Interviewed by: Adam Christensen

00:00 / 01:04



Interviewee: Marilyn (Anderson) Lofgreen

Interviewer: Adam Christensen (student)

Subject: Como Springs Resort Experiences

June 21, 2010

Transcriber: Cissy Toone

Edited by:

Adam Christensen: How were you connected to Como, why were you there?

Marilyn Lofgreen: As a child that was the one place we always went for any recreation. We would ride our bicycles as soon as mother would allow us and we were old enough. We would go to Como every day or two that we could go and spend all day long there, swim with our friends and it was wonderful. It was clean.  Old Mr. Heiner, who owned the place, John Heiner, was elderly then but he still worked in the swim suit part. You’d go to him, tell him whether you needed a swim suit or if you had your own, you paid your money, then you went down into the little dressing places after, and got on your suit.

There were three wonderful pools there. We’d start out in the baby pool because it was a little warmer, then we’d go to the one that was three- feet deep that was a little bit cooler, then we’d go to the bigger one that was about five feet and that’s where we’d swim. We had one caution from my mother; she would say “now be sure that you check for rattle snakes when you put your clothes in those little dressing rooms because you are in rattle snake country.” She scared us to death but we were cautious about that. Jack O’Driscoll said there were some times when rattlers would get in the inside pool. We were cautious about that but it was a really fun time.

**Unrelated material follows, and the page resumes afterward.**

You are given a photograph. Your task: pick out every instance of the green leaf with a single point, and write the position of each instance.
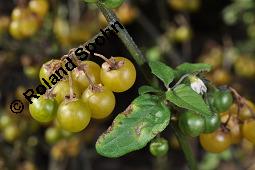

After we swam we were always hungry and we would stop at Mrs. Sommers had the little kiosk in the middle of the place, and she made the best hamburger’s in the whole world. Nola {Heiner} worked there [in the kiosk]; sometimes Floriene Heiner would work there as well. Annie Sommers had a recipe for some relish that you put on a hamburger and she taught my mother how to make that; it was made with green pepper, onion, mustard, and mayonnaise. My sister has got that recipe and it is out of this world, in fact people would come from all over just to have her hamburgers to get the relish on them. She was a happy women, all the kids loved her, and she was just fun.

Jack O’Driscoll was telling us (because he lived on the premises there) [at Como] that he had four rat traps around that little kiosk. He would catch rats during the night because they’d want to get in and have food; we didn’t know that at the time. (Laughs) They paid Jack, he was a teenager, maybe thirteen, and he would catch all the rats that would come there. The pool, where the water emptied out of the pool had quite a lagoon there and for rats it was a wonderful place, it had plenty to eat, water, and all that fun stuff.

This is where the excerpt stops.